Within minutes, Organizer had been tamed, and both Hill and her husband, Charles Hill, 78, were delighted to have Reaves' assistance.
"They've grown up with the iPhones," Charles Hill said of Reaves and his peers. "When I was a young man, we didn't even have a telephone at our house."
That's why a number of Calaveras High School students each week take a short walk to the nearby VFW post to spend time with post members. All involved say that what started as a simple effort to offer technical assistance has grown over the past five weeks to something much more.
"We get to hear what they've been through," said Spencer Cox, one of the high school students.
The subject of those conversations is often very personal and moving, said Tessa Brawner, also a Calaveras High student. "They talk about what they've sacrificed," Brawner said.
Both the technical help and the personal connection is exactly what two friends, teacher Dobbi Fletcher and online merchant Denise Konz, hoped to achieve when they came up with the idea for T-Vet, the Teenagers, Veterans, Education in Technology project.

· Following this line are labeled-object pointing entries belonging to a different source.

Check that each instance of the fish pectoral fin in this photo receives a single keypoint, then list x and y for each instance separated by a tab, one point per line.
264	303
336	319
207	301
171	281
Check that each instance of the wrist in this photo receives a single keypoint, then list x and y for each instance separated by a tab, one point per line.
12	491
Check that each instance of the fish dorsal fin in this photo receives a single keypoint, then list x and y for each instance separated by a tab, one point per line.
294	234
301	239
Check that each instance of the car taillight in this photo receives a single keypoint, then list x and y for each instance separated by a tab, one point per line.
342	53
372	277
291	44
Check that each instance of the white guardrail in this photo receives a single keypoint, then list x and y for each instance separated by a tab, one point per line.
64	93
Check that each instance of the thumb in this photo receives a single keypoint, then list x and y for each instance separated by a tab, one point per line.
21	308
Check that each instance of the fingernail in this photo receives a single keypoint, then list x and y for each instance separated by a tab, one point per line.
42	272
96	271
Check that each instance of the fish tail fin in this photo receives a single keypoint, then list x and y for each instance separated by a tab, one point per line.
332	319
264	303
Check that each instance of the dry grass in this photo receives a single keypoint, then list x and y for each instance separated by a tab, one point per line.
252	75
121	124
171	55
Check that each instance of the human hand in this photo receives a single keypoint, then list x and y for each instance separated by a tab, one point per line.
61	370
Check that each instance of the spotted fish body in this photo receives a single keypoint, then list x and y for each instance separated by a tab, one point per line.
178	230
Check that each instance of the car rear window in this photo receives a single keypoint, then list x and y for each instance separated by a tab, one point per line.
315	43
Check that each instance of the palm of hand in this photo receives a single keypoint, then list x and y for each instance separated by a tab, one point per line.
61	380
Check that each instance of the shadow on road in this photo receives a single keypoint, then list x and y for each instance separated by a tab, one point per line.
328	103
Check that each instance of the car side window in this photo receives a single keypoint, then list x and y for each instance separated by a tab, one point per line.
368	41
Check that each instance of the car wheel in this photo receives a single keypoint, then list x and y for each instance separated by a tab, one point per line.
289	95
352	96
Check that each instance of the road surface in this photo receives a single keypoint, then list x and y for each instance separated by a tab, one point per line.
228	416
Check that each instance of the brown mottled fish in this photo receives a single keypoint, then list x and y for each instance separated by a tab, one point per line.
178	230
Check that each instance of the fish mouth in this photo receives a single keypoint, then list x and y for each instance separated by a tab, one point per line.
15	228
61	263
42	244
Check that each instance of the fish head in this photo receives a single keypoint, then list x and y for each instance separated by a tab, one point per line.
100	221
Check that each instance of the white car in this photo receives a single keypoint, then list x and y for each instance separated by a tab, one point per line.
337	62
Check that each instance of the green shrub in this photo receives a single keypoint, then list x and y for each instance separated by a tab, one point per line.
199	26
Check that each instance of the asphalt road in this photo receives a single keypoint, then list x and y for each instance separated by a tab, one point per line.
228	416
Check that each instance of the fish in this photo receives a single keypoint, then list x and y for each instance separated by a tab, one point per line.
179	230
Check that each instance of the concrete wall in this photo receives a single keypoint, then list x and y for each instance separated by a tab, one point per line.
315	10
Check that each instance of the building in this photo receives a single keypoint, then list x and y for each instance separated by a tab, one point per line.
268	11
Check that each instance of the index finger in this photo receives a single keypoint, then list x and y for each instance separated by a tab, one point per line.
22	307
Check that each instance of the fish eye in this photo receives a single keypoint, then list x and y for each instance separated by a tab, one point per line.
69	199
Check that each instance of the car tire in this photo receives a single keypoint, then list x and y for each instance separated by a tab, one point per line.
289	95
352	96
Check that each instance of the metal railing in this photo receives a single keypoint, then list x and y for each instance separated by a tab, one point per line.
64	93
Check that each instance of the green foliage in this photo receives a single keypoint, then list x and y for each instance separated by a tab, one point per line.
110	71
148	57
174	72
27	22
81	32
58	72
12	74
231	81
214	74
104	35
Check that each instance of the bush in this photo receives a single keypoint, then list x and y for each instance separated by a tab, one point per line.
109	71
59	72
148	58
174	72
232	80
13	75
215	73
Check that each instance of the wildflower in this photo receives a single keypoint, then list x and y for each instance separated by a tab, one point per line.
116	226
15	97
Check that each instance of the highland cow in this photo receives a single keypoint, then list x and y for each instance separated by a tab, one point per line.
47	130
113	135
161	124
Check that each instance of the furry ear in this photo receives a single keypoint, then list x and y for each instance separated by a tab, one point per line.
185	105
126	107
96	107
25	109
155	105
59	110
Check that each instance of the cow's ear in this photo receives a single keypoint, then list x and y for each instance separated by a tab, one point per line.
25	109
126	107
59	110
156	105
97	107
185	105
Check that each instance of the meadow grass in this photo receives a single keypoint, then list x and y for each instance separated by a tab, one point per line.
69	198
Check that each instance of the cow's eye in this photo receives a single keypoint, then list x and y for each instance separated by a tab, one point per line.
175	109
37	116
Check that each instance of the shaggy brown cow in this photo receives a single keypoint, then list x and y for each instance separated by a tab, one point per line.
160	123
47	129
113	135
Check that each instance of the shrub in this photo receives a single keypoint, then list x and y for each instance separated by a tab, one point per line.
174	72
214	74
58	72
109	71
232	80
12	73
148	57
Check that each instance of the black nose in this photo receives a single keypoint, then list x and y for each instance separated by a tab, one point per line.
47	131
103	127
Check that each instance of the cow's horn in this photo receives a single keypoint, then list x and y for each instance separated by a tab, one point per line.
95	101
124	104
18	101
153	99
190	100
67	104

Fletcher said she and Konz had their brainstorm while riding exercise bicycles at a gym.
The two made phone calls, proposed the idea to the leadership of VFW 2600 and suggested the idea as a project for Fletcher's son Dalton, 16, a Calaveras High School student.
"I left it up to Dalton to recruit his responsible friends," Dobbi Fletcher said.

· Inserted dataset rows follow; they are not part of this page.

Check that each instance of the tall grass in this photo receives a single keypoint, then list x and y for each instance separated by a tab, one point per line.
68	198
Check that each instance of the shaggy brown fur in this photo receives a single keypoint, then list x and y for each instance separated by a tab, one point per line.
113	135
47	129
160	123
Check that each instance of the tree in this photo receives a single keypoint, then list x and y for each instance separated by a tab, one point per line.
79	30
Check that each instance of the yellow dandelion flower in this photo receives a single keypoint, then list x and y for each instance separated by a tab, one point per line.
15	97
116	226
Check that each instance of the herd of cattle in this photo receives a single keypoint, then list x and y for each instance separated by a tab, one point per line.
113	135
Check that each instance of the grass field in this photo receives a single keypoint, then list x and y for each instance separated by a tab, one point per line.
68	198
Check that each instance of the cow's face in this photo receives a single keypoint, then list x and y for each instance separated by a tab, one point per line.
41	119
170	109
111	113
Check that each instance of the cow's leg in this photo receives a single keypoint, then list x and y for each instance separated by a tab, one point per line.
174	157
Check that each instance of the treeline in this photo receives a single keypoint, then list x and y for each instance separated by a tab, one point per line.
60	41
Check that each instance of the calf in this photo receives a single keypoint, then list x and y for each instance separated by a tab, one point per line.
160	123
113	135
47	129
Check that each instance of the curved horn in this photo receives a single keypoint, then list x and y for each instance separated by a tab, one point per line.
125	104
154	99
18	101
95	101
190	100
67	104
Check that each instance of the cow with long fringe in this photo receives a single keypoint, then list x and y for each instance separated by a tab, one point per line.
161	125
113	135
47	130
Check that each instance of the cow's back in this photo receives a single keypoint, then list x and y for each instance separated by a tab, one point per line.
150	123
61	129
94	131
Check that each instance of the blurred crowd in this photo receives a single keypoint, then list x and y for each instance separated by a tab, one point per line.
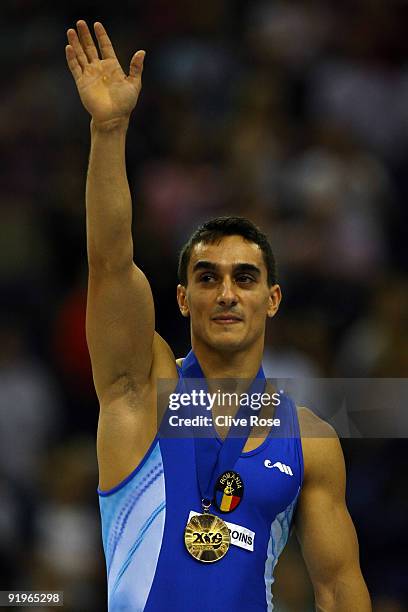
291	113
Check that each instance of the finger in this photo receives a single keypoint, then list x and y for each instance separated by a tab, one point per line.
72	61
87	42
136	64
105	45
76	45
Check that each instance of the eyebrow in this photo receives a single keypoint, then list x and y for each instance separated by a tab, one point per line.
240	267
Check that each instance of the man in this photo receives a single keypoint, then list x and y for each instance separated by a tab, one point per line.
148	486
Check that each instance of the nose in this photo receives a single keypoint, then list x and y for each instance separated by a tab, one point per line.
227	296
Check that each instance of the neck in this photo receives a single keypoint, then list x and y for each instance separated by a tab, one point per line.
226	364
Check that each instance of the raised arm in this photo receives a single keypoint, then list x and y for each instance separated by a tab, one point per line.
120	311
324	527
127	354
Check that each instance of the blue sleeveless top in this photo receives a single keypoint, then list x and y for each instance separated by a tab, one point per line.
143	520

At first, the students expected to visit the post once a month. But demand was so great, they've been coming every week to help post members and their relatives navigate a wide array of devices, from e-readers to smartphones to tablets.
"Some people will say 'I have this Kindle. My daughter gave it to me. I don't know what to do with it,' " Dobbi Fletcher said.
As they unraveled the mysteries of wireless networking and USB sticks, the youths and the veterans struck up conversations on other topics.
One day, Navy veteran Tom Diermier mesmerized students with an account of what he saw at Pearl Harbor as he assisted in retrieving human remains from below the water in the days following the Dec. 7, 1941, Japanese attack on U.S. military installations there.
"I drove the kids home, and all they wanted to talk about were his accounts," Dobbi Fletcher said.
Fletcher and Konz have new goals for T-Vet, including expanding the bandwidth and wireless networks at Post 2600, and making devices such as iPads available for veterans to use there.
Russell Friday, a Navy veteran and a VFW 2600 member, is a regular at the Tuesday afternoon T-Vet sessions. "I know the veterans are really enjoying it," Friday said.